Meski demikian, dia menekankan bahwa muatan konten yang bersifat merugikan tetap tidak akan diizinkan. OpenAI pun tetap berkomitmen untuk memberikan respons yang layak kepada pengguna yang sedang mengalami masalah kesehatan mental.

"Tanpa bersikap menggurui, kami akan berusaha mendukung pengguna untuk mencapai tujuan jangka panjang mereka," ujar Altman.

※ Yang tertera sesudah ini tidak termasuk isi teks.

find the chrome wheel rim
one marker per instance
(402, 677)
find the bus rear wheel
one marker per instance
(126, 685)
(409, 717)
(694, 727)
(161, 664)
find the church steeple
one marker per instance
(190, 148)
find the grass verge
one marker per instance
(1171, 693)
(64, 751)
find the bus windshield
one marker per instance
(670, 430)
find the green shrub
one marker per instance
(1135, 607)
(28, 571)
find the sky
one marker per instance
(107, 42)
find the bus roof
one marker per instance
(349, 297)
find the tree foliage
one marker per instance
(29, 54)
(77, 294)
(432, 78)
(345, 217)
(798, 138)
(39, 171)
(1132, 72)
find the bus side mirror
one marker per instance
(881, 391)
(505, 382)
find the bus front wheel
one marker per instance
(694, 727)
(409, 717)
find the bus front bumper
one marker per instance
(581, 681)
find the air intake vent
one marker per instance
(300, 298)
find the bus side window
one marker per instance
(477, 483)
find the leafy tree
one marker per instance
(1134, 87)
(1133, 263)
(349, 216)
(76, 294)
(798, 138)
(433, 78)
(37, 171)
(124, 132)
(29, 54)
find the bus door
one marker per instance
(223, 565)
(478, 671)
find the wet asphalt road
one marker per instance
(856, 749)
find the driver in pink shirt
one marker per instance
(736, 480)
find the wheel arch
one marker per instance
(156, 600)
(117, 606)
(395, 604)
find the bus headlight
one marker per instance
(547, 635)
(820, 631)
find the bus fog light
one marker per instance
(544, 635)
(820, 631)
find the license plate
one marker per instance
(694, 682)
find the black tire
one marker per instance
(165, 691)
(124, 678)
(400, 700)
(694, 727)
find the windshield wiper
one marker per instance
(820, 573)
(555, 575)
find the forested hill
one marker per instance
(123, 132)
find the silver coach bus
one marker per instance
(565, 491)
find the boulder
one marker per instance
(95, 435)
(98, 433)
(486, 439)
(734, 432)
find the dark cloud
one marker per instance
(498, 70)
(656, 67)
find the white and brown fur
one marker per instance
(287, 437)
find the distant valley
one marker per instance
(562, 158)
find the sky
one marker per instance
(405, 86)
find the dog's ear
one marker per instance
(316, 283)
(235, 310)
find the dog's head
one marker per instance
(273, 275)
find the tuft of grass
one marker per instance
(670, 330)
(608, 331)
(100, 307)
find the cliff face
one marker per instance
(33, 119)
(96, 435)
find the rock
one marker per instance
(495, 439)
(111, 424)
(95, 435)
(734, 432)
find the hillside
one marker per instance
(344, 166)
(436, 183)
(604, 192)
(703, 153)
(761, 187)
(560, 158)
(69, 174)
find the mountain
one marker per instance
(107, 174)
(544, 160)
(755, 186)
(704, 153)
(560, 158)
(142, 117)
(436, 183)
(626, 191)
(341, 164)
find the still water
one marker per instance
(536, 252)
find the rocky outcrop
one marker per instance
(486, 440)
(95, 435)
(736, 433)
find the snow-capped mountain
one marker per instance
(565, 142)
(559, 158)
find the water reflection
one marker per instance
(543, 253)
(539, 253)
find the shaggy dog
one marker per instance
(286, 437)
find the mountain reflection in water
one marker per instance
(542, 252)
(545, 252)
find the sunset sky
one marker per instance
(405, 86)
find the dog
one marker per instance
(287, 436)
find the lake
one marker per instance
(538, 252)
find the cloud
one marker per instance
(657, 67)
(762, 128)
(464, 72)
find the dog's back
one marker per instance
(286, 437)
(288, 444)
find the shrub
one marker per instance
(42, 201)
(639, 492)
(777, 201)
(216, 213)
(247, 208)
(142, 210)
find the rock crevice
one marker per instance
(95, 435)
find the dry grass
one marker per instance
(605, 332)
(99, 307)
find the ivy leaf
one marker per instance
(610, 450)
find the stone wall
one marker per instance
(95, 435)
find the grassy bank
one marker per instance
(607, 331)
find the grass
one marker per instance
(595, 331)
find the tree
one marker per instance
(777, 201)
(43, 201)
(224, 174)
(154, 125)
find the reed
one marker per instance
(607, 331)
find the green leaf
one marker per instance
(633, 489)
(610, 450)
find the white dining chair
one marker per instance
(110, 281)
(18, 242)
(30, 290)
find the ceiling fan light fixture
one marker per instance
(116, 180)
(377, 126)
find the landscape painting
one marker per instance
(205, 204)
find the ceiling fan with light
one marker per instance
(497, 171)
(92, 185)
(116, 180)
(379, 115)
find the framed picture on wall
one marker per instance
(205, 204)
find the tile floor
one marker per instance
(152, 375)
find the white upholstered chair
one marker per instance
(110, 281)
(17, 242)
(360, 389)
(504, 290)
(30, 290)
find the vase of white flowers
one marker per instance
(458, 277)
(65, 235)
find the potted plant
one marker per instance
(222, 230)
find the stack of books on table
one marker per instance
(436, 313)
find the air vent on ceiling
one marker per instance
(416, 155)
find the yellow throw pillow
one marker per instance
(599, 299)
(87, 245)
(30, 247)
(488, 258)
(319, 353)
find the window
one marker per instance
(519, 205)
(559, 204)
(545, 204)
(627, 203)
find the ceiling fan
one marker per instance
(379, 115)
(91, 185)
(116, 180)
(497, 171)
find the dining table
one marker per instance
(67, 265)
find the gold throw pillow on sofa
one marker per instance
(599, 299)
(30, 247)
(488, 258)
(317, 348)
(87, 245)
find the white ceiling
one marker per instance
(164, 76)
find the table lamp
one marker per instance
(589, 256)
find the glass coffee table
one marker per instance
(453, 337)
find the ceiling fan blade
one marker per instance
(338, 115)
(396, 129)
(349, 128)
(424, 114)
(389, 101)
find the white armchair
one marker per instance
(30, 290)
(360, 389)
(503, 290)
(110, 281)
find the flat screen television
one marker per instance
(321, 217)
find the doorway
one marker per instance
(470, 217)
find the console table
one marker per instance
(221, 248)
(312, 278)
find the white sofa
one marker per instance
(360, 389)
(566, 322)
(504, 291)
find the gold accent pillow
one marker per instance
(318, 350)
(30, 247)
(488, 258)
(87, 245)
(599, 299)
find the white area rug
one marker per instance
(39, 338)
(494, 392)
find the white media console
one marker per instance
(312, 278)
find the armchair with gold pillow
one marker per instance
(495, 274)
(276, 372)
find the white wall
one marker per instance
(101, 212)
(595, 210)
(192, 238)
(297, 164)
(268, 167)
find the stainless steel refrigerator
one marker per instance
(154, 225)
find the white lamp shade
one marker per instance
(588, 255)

Sebelumnya, ChatGPT pernah menerapkan kebijakan konten yang sangat ketat sebagai bagian dari upaya menangani isu kesehatan mental. Hal ini tak terlepas dari kasus gugatan yang diajukan oleh orang tua dari seorang remaja yang melakukan bunuh diri setelah berinteraksi dengan ChatGPT.

"Kami menyadari bahwa kebijakan yang terlalu membatasi justru membuat platform menjadi kurang berguna atau menyenangkan bagi banyak pengguna yang tidak mengalami gangguan kesehatan mental," katanya pada Selasa (14/10/2025), seperti diberitakan BBC.

Menjadi Kekhawatiran Publik

Di Inggris, erotika dalam bentuk teks tidak memerlukan verifikasi usia menurut Undang-Undang Keamanan Daring. Akan tetapi, Inggris tetap memberlakukan pembatasan atau verifikasi usia untuk konten visual erotis, termasuk yang dibuat oleh AI. Pengguna harus membuktikan bahwa mereka berusia di atas 18 tahun.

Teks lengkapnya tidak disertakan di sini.